How do I leverage my share purchase?
This is the clever bit and the bit that many investors don’t know about. There is a financial product which is now quite common place called a Contract For a Difference or CFD. These enable an investor to purchase a share on a margin, effectively borrowing money to purchase a proportion of their holding. So for instance for simplicity sake if you wanted to buy 1000 shares in a company trading at 100p per share. Buying these on an 80% margin you would buy 20% of the thousand shares using your own cash and then the remaining 80% or 800 shares would be purchased using a loan provided by a company like Cityindex www.cityindex.co.uk on which you pay 2.25% above LIBOR which currently works out at about 8.25%.
Finance costs on a CFD would work out expensive, but if you hold a high yielding share such as one of the property stock I referred to, the loan costs on the 80% of the cost of your holding is easily paid for out of the dividend payments. An example of the figures might work out are as follows:
EXAMPLE ON 1000 SHARES
COST OF SHARE 100p
ANNUAL DIVIDEND 10p
YIELD 10%
MARGIN say 20%
LOAN THEREFORE 80%
OWN CAPITAL EMPLOYED 200 SHARES = £200
SHARES BOUGHT USING BORROWED MONEY 800 SHARES = £800
LOAN COST @8.25% ON 800 SHARES = -£66
DIVIDEND INCOME ON 1000 SHARES = £100
NET REVENUE = £34
ANNUAL REVENUE RETURN ON CAPITAL EMPLOYED i.e. £200 = 17%
The upshot is that even if share prices stay the same a landlord stands to benefit from a steady income. If shares go up because the discount to the value of shares to the underlying property assets starts to fall then the landlord could make considerable gains. Obviously the big risk for a landlord and investor is that the share price continues to fall but providing the investor is prepared to take a long term view they can keep the CFD going knowing that unless dividends are cut that the loan costs are covered and that eventually the property and share values will go up.
Actual example of potential share investments
One example of a commercial property share I hold and that I’m going to do a CFD in because after recent falls they now meet my criteria is:
ING UK Real Estate Income Trust Ltd
This is no fly by night property investment company.
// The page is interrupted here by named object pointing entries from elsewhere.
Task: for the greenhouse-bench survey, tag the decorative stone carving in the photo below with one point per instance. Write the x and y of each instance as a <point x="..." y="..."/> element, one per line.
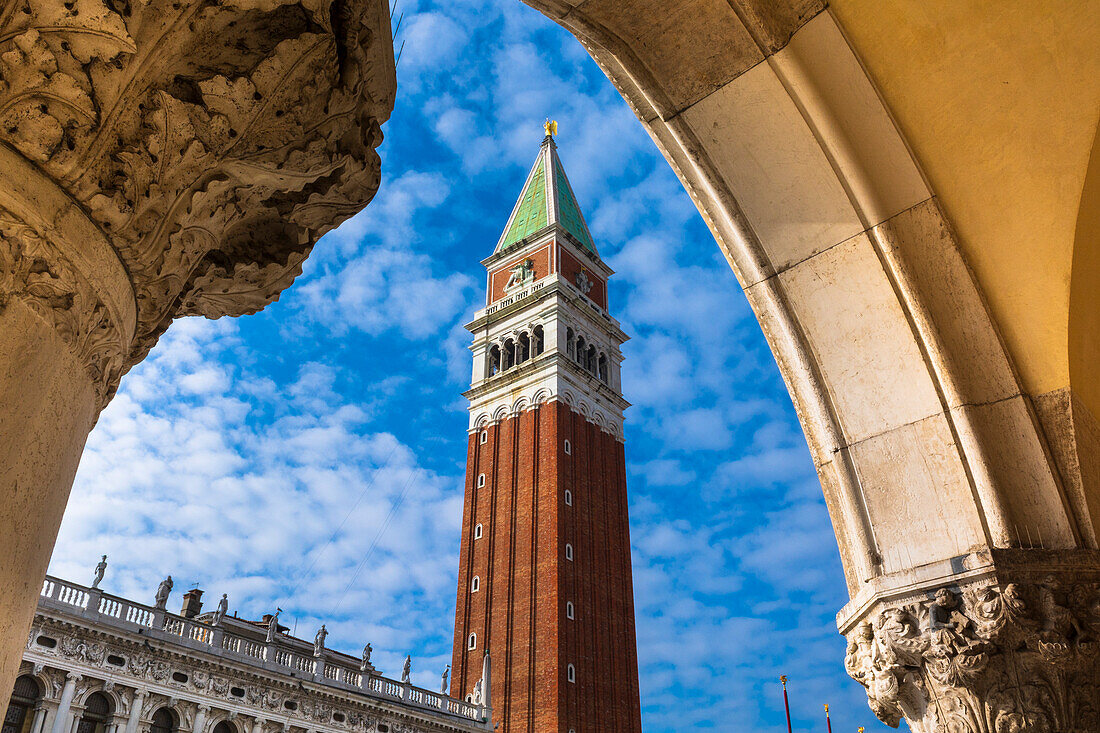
<point x="208" y="144"/>
<point x="993" y="657"/>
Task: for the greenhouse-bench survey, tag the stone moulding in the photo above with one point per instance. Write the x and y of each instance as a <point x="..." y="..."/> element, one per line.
<point x="1015" y="649"/>
<point x="161" y="159"/>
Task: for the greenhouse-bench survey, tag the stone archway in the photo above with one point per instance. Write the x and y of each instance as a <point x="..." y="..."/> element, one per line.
<point x="968" y="540"/>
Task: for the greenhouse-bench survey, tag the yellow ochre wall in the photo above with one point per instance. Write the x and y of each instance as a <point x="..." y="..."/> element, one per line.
<point x="1000" y="101"/>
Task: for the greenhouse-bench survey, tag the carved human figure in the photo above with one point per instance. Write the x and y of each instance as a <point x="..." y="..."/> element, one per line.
<point x="221" y="610"/>
<point x="520" y="274"/>
<point x="273" y="625"/>
<point x="1057" y="620"/>
<point x="583" y="282"/>
<point x="162" y="593"/>
<point x="859" y="659"/>
<point x="366" y="655"/>
<point x="100" y="569"/>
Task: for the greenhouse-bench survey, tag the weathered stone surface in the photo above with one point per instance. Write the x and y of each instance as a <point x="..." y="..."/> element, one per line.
<point x="1013" y="651"/>
<point x="210" y="143"/>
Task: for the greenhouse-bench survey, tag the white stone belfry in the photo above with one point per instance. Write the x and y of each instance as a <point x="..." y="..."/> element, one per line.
<point x="545" y="332"/>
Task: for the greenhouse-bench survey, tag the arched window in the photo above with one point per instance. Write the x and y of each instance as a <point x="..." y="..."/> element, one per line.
<point x="523" y="348"/>
<point x="537" y="340"/>
<point x="164" y="721"/>
<point x="494" y="360"/>
<point x="23" y="699"/>
<point x="97" y="710"/>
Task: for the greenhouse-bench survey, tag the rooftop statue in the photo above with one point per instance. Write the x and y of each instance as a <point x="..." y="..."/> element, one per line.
<point x="100" y="569"/>
<point x="222" y="609"/>
<point x="273" y="625"/>
<point x="162" y="593"/>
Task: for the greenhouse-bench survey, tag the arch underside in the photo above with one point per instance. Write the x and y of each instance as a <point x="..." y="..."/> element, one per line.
<point x="928" y="445"/>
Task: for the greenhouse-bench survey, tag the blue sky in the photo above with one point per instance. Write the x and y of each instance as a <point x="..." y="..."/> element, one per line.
<point x="311" y="456"/>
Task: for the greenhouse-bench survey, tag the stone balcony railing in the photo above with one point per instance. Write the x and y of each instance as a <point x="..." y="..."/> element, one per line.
<point x="331" y="668"/>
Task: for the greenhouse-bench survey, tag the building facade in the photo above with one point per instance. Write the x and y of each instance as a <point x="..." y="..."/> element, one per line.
<point x="96" y="663"/>
<point x="545" y="583"/>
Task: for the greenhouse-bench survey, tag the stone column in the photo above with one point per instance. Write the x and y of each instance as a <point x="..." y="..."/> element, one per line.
<point x="40" y="718"/>
<point x="62" y="720"/>
<point x="157" y="160"/>
<point x="200" y="719"/>
<point x="135" y="706"/>
<point x="1011" y="643"/>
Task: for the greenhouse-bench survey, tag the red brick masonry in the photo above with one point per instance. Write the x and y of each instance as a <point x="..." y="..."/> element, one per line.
<point x="519" y="611"/>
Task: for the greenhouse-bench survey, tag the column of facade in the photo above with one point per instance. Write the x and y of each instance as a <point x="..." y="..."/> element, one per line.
<point x="135" y="707"/>
<point x="62" y="720"/>
<point x="40" y="718"/>
<point x="200" y="715"/>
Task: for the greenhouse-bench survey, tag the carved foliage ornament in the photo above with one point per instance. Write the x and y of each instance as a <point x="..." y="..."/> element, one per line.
<point x="213" y="142"/>
<point x="988" y="659"/>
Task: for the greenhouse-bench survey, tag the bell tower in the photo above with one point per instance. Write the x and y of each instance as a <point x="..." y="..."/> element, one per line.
<point x="545" y="582"/>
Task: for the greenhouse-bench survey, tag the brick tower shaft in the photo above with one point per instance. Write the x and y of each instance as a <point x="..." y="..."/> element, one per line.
<point x="545" y="583"/>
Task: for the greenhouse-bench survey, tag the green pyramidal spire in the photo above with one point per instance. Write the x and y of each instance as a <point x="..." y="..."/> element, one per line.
<point x="547" y="198"/>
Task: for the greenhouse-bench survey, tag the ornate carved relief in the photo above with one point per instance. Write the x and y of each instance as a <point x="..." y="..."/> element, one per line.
<point x="989" y="659"/>
<point x="143" y="668"/>
<point x="212" y="142"/>
<point x="32" y="271"/>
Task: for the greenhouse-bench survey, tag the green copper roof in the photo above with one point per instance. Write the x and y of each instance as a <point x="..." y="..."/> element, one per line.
<point x="571" y="218"/>
<point x="531" y="214"/>
<point x="547" y="198"/>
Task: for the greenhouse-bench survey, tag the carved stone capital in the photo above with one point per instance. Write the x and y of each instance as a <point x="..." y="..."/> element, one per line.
<point x="1013" y="651"/>
<point x="163" y="159"/>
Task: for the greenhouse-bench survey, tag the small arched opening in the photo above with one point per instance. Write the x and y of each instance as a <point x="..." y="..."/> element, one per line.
<point x="494" y="360"/>
<point x="523" y="348"/>
<point x="24" y="700"/>
<point x="165" y="721"/>
<point x="97" y="714"/>
<point x="537" y="341"/>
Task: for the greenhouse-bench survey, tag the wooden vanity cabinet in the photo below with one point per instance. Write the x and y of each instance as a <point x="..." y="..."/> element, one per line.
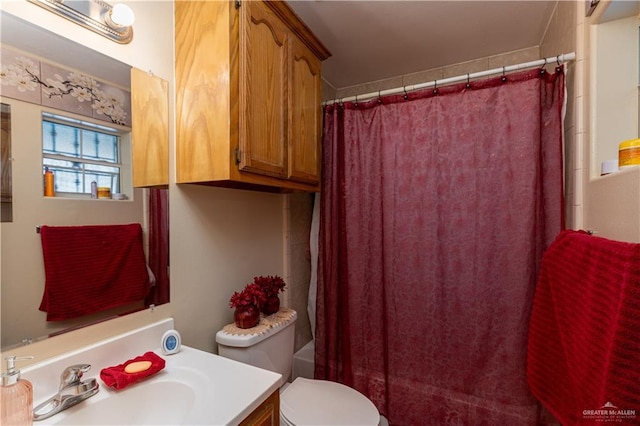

It is managed by ING Real Estate Investment Management (UK) Limited and was listed on the London Stock Exchange on 25th October 2005. The company’s aim is to provide shareholders with an attractive level of income together with the potential for capital growth.
Information in its Q1 2008 Newsletter showed that it had a property portfolio of £596.8 million and net assets of 102 pence per share. It’s share are currently trading at just less than 60p a share putting it on a discount to assets of over 40%. Its annual dividend is 6.25p which is over 10% net yield.
RISKS
There are of course risks in investing in shares and particularly in commercial property where values are still falling. These risks are that the company cuts its dividend to conserve cash or that they breach the lending covenant granted by their banks which normally stipulates that the loan to value does not rise above a certain level, typically 65-70%. However, landlords should also realise that in my view commercial property values are relatively cheap – how many residential investment properties yield a net yield above 10%. Also the falls in commercial property values are factored immediately into the share price, which also reflects expectations of future falls. If the market were to be able to do that with the average house price – I wonder what the current share market would value the price of our residential property investments at?